= The Gorskys =

Australian comedy team

The Gorskys are an Australian comedy team. They have performed on stage, radio, television and the internet. They are also the creators of GORSKYS.COMedy, one of the world's longest-running comedy websites (started in 1995).

== Lineup ==

Originally known as the Toasted Marshmallows (from 1992–1997), the Gorskys began performing after the founding members met at Monash University (Clayton) whilst performing in the Monash Players annual comedy review "Slimy Crappy People".

The original members were Liam Cody, Chris Tomkins, Jo Stanley and Samantha Stone.

Stone left in 1994 and was replaced by Barbara Joseph.

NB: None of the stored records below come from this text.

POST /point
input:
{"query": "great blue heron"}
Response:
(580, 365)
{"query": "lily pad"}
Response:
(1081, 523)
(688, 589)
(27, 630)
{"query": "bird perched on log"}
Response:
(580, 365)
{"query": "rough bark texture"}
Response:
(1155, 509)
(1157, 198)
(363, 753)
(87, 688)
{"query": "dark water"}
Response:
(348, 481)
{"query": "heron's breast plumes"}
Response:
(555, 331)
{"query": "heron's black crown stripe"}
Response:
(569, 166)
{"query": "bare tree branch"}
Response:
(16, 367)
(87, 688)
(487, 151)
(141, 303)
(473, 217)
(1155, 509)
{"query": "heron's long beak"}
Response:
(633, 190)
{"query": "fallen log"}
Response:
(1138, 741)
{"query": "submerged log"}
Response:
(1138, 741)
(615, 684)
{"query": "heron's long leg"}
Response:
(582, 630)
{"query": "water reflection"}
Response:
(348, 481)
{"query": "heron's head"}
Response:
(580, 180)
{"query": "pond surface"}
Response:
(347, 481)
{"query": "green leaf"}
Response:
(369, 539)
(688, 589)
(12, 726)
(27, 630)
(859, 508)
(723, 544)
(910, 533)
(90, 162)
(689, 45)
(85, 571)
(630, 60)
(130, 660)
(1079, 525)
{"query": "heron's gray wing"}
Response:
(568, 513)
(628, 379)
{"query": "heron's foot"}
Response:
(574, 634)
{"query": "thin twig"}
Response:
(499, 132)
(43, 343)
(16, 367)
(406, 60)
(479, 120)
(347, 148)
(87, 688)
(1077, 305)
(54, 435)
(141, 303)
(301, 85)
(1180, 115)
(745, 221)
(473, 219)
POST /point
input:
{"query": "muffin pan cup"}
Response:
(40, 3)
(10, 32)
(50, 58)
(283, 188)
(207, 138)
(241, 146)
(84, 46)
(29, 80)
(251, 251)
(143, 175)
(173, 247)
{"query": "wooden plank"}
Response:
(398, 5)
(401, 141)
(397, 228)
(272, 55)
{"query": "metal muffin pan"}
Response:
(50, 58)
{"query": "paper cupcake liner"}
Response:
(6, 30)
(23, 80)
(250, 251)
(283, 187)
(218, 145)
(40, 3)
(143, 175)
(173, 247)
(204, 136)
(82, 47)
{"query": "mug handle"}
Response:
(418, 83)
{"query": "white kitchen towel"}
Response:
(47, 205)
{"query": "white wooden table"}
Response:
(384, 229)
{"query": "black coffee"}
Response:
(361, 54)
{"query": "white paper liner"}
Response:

Joseph left a year later.

Jo Stanley stopped performing with the Gorskys in 1999 when she began on Melbourne radio network, Fox FM.

Liam Cody died after a long battle with cancer on 28 August 2007.

Chris Tomkins continued publishing the GORSKYS.COMedy website until 2015.

== Radio ==
The Gorskys wrote and performed sketches for independent radio, Melbourne's PBS-FM from 1993–95. They went on to write and perform sketches for ABC radio including a short series entitled "Taxi" in which the regular taxi driver characters would pick up and have a discussion with a bizarre passenger each episode.

== Online ==
GORSKYS.COMedy (born 1995)

In an effort to "make the internet funny", The Gorskys began their own website in 1995 on which they re-published numerous articles written previously for street press and other publications, and made available video and audio grabs from the sketches they had produced for radio and television. It also includes a "celebrity photos" section, in which Liam, Jo and Chris are pictured "photoshopped" into photos with celebrities.

In 2007 GORSKYS.COMedy had over 500 articles and received on average 500,000 visitors per month.

Cheat Sheet (1999–2001)

One of the internet's earliest "vodcasts", Cheat Sheet had the catchphrase "Everything you need to know to look like you know everything". Weekly news and current affairs analysis with a humorous twist produced in association with RealMedia.

The Gorskys Dot Comedy Show (2001)

Liam and Chris created the self-described "world's first online comedy festival show" in 2001, appearing nightly for the duration of the Melbourne International Comedy Festival in a 5- to 10-minute downloadable vodcast in which they discussed the days news and answered questions from their viewers all over the world.

The Adventures of Terrence and Spider – Professional Bouncers (2002)

After their self-declared "World's first online comedy festival show", Liam and Chris created the self-described "world's first animated comedy festival show". This came in the form of a short 2–3 minute cartoon series released roughly every five days during the 2002 Melbourne International Comedy Festival. Whilst the original plan was to release daily, the team had underestimated the amount of work required to achieve this goal. The theme tune was written and performed by Melbourne band Man Bites God, of which Tomkins is a member.

== Television ==

The Gorskys first opportunity to create television sketches came when Jo Stanley (with Jodie J Hill) began hosting "Boob Tube", an RMITV produced comedy variety show on Melbourne's public station C31 Melbourne.

Liam and Chris also appeared on ABC-TV's "E-biz" program.

In 2003 The Gorskys "Adventures of Terrence and Spider:Professional Bouncers" was picked up for broadcast as interstitials on Foxtel's The Comedy Channel (Australia) throughout 2003–04.

== Music ==

The Gorskys always incorporated original and parody comedy songs into their live shows.

In 1999 the Gorskys released a tongue-in-cheek track entitled "New Millennium" which foretold the end of the world on 1 January 2000 (due to the millennium bug). The groups' website crashed on 12 September 2001 (the day after the 9/11 terrorist attacks on New York) when panicked googlers discovered the lyrics page for "New Millennium" which included references to "planes falling out of the sky" and "stock market crash".

"New Millennium" was released with 4 other tracks on the album "Licence to Fish".